After graduating from Bowdoin, Charles worked in the land office in Washington, a post Elihu had secured for him. He gave it up to go to California with the forty-niners. His moderate success as a gold miner permitted him to enter a career more suited to his talents as editor of a San Francisco newspaper. His editorial stance followed the political line set down by his brothers in Washington – strongly Republican and opposed to slavery. He also wrote less dangerous copy for a small magazine, “Pioneer,” under such pen names as Oliver Outcast, and Peter Plunkett. In 1861 his first novel, Philip Thaxter, was published.
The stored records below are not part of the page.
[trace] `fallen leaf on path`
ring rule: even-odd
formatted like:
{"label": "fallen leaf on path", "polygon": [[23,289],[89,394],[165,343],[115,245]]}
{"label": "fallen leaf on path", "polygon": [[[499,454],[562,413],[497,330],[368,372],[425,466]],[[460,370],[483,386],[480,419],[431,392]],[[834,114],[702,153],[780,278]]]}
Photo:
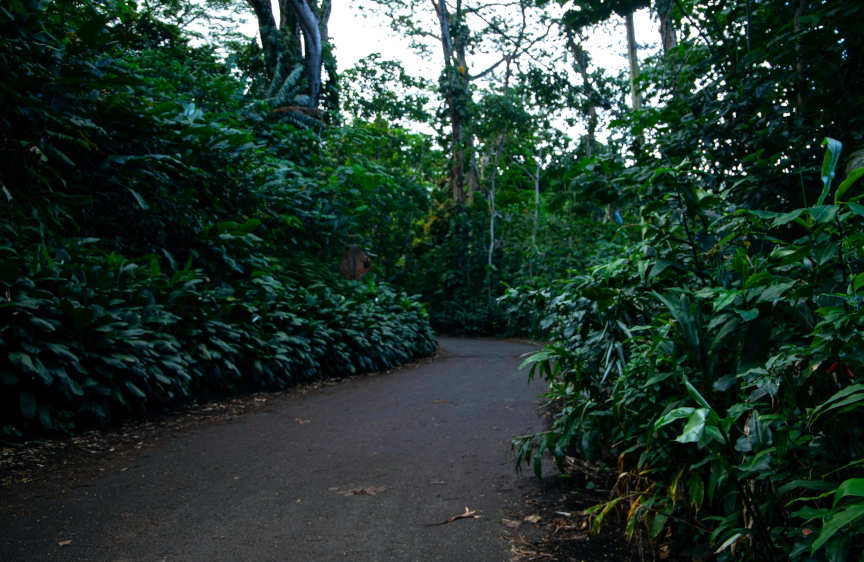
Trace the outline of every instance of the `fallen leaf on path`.
{"label": "fallen leaf on path", "polygon": [[306,420],[303,418],[294,418],[294,421],[299,423],[300,425],[305,425],[307,423],[312,423],[312,420]]}
{"label": "fallen leaf on path", "polygon": [[537,523],[538,521],[540,521],[540,519],[541,518],[539,515],[526,515],[525,516],[525,521],[527,521],[529,523]]}
{"label": "fallen leaf on path", "polygon": [[501,522],[504,523],[505,527],[510,527],[511,529],[515,529],[522,524],[521,521],[514,521],[512,519],[502,519]]}
{"label": "fallen leaf on path", "polygon": [[450,401],[449,400],[433,400],[432,401],[433,404],[446,404],[448,402],[450,402]]}
{"label": "fallen leaf on path", "polygon": [[331,489],[340,496],[376,496],[387,488],[384,486],[369,486],[368,488],[351,488],[350,490]]}
{"label": "fallen leaf on path", "polygon": [[446,525],[447,523],[452,523],[452,522],[456,521],[457,519],[480,519],[480,516],[477,515],[477,510],[468,509],[468,506],[466,505],[464,513],[460,513],[459,515],[454,515],[453,517],[451,517],[449,519],[445,519],[444,521],[441,521],[439,523],[427,523],[426,526],[427,527],[436,527],[438,525]]}
{"label": "fallen leaf on path", "polygon": [[57,546],[69,546],[70,544],[72,544],[71,539],[66,539],[64,541],[58,541],[57,542]]}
A second novel, Gomery of Montgomery, appeared in 1865.
The editor-novelist was a presidential elector in 1860, and in addition to carrying California’s returns to Washington, he brought along his own request for the collectorship of the port of San Francisco. Lincoln refused the request fearing that to appoint another Washburn to an important and lucrative post would cause disapproval. Instead, he offered Charles the post of American Minister to Paraguay.
During seven eventful years in Paraguay Charles became involved in such a desperate and dangerous situation at the hands of Lopez, the Paraguayan dictator, that a United States gunboat was sent to rescue him. He returned to face a congressional investigation into his conduct of affairs in Paraguay. Completely exonerated, he went home to the Norlands where he wrote a two-volume history of Paraguay.
Among Charles’ accomplishments was the invention of a typewriter, “Washburn’s Typeograph.” He sold the patent to the Remington Company. Charles was married to Sallie Cleaveland who shared his adventures in Paraguay. With their three children, they lived in California for a few years, and then settled permanently in New Jersey.